Am nächsten Morgen besuchte Beth Mrs. Richards. Es war ein klarer, kalter Tag. Sie fand die Frau in eine Decke gewickelt in einem großen Sessel am Feuer sitzend. Beth erkundigte sich nach ihrem Befinden.
„Die alten Knochen frieren nur“, war die Antwort. „Aber wie fühlen Sie sich denn?“
Beth lachte. „Ausgezeichnet!“
Dann erbot sie sich, eine Suppe und ein paar Sandwichs für sie beide zum Lunch zu machen. Als sie mit dem Tablett zum Feuer zurückkam, setzte Mrs. Richards ihre Brille auf und musterte sie eingehend.

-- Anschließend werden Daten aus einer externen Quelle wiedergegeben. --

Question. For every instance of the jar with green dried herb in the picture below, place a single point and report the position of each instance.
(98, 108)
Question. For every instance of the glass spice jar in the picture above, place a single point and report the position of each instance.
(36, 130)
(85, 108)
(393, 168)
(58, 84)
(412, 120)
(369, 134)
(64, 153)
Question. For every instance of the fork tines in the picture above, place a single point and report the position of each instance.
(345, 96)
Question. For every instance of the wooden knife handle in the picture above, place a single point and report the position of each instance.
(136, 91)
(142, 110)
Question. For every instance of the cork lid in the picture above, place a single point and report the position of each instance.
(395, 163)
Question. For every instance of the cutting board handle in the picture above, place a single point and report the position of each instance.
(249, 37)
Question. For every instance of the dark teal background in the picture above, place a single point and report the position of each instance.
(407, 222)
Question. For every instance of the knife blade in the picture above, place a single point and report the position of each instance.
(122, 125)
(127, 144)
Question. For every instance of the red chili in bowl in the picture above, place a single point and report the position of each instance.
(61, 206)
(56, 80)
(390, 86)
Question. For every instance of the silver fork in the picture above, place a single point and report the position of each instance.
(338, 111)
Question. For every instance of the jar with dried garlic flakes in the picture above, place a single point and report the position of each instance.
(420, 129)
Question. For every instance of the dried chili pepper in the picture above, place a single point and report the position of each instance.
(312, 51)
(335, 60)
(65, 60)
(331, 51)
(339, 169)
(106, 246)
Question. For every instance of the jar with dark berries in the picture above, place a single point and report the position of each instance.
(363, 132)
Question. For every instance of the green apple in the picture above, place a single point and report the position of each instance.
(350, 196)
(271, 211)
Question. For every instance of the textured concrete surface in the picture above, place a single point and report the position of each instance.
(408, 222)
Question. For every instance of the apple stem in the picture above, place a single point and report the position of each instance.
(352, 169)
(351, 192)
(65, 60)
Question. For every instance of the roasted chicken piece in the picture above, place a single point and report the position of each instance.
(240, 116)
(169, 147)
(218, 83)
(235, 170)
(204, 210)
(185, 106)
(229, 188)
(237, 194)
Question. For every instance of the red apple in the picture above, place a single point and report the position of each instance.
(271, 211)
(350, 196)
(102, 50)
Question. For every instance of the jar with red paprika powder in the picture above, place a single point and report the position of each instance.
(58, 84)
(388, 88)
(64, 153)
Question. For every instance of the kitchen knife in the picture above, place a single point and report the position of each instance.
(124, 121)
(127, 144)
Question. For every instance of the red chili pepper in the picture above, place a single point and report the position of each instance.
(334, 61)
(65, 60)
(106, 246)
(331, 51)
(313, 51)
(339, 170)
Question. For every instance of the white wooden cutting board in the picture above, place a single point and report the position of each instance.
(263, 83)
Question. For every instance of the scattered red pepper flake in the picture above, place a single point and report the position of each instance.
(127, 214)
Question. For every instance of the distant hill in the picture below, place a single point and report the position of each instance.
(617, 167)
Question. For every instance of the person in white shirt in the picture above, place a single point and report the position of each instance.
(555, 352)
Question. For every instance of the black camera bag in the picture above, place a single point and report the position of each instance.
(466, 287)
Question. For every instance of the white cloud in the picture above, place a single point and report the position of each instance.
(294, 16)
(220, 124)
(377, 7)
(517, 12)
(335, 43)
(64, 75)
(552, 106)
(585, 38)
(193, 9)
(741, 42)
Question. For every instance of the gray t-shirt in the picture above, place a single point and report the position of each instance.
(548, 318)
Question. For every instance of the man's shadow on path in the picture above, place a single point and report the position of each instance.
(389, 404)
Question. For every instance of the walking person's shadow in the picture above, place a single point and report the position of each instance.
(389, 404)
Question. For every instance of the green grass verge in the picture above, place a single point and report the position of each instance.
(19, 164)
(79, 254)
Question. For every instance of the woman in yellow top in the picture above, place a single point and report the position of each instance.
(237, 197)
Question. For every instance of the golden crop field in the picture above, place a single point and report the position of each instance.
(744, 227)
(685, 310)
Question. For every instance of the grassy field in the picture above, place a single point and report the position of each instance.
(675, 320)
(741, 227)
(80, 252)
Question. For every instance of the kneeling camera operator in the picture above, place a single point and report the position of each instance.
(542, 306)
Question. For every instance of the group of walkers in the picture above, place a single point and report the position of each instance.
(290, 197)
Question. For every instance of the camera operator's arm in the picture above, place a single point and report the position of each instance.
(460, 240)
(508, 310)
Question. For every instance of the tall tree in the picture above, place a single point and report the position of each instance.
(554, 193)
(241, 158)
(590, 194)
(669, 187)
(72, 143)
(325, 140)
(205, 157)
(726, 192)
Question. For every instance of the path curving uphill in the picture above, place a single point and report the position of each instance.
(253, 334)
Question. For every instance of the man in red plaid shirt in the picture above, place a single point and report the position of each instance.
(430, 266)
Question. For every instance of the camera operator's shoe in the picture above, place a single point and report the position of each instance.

„So kann ich Sie besser sehen. Wie ich gedacht habe – da stimmt doch etwas nicht.“
„Es ist wirklich nichts.“
Beth bekam einen vorwurfsvollen Blick zugeworfen, der ihr sagte, dass sie bei ihrer alten Freundin mit solchen Ausreden nicht durchkam.
„Ich schlafe nicht sehr gut“, gab sie schließlich zu. „Das ist alles. Aber ich nehme an, dass das nicht sehr ungewöhnlich ist bei meinem Zustand.“
„Sind Sie sicher, dass es nicht noch etwas anderes gibt?“
„Nun ja, diesen Traum, den ich immer wieder habe. Ich höre ein Kind weinen, und das beunruhigt mich.“
Mrs. Richards kniff die Augen zusammen. „Ein Kind weinen? Sehen Sie es auch manchmal?“
„Nein, ich weiß nicht einmal, was für ein Kind es ist, aber ich habe das Gefühl, es ruft mich. Letzte Nacht bin ich tatsächlich im Schlaf aufgestanden, um es zu suchen, und ich wäre wohl gestürzt, wenn Peter mir nicht nachgegangen wäre.“
„Es muss ein sehr lebhafter Traum sein. Wo wollten Sie denn nachsehen? Im Kinderzimmer?“
„Ja, als erstes. Aber dann wollte ich auf den Dachboden. Ich war schon auf der alten baufälligen Treppe. Was für eine absurde Idee! Ein kleines Kind auf dem Dachboden zu suchen!“
Mrs. Richards sah so besorgt aus, dass Beth hastig weiterredete.